Quindi, che fare? Di fronte ci sono due scenari, gli unici due scenari possibili: presto anche in Sicilia dovranno essere costituiti democraticamente gli enti intermedi e quindi si darà vita, presumibilmente in autunno, alle elezioni di secondo livello; solo dopo la modifica della legge Delrio si potrà recepire l’elezione diretta con una norma regionale e restituire finalmente la parola al popolo.
Va da sè che il governo regionale si sarebbe potuto risparmiare questa inutile forzatura, ma non tutti i mali vengono per nuocere. Di fronte a noi, infatti, l’Ars ha quasi quattro anni di legislatura ed una occasione storica: aggiornare la nostra autonomia speciale realizzando la riforma dello Statuto.
Dovrebbe essere questa la vera priorità dell’agenda politica siciliana.

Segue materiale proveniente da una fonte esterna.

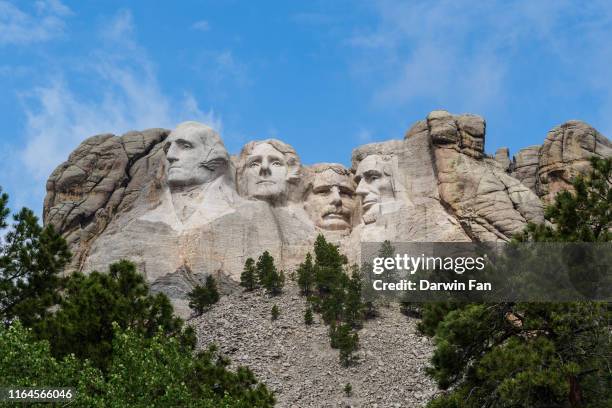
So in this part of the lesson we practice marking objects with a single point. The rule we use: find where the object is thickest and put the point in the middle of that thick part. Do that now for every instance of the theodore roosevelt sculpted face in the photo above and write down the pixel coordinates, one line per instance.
(331, 198)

Lo impongono fattori indispensabili: il processo di integrazione europea che, ormai, ha normato materie un tempo affidate alla legislazione nazionale e, per la Sicilia, da essa delegate grazie all’Autonomia; l’assetto dello Stato come risultato della riforma dell’autonomia differenziata che deve spingerci a ritrovare una nuova “specialità” che ci protegga dal rischio di un’assimilazione con le Regioni a statuto ordinario; la necessità di dare compiuta esecuzione ad un regolamento sulla funzionalità del governo regionale, eletto a suffragio universale dal 2001, con la necessità di prevedere norme di tutela del programma di governo come la possibilità di una decretazione d’urgenza e dell’apposizione della fiducia sui provvedimenti previsti dal programma di governo.
Un’agenda “alta” per un Parlamento che oggi, punto di forza di questa legislatura, ha trovato in Gaetano Galvagno una guida autorevole e di garanzia anche per le opposizioni. Se non ora, quando?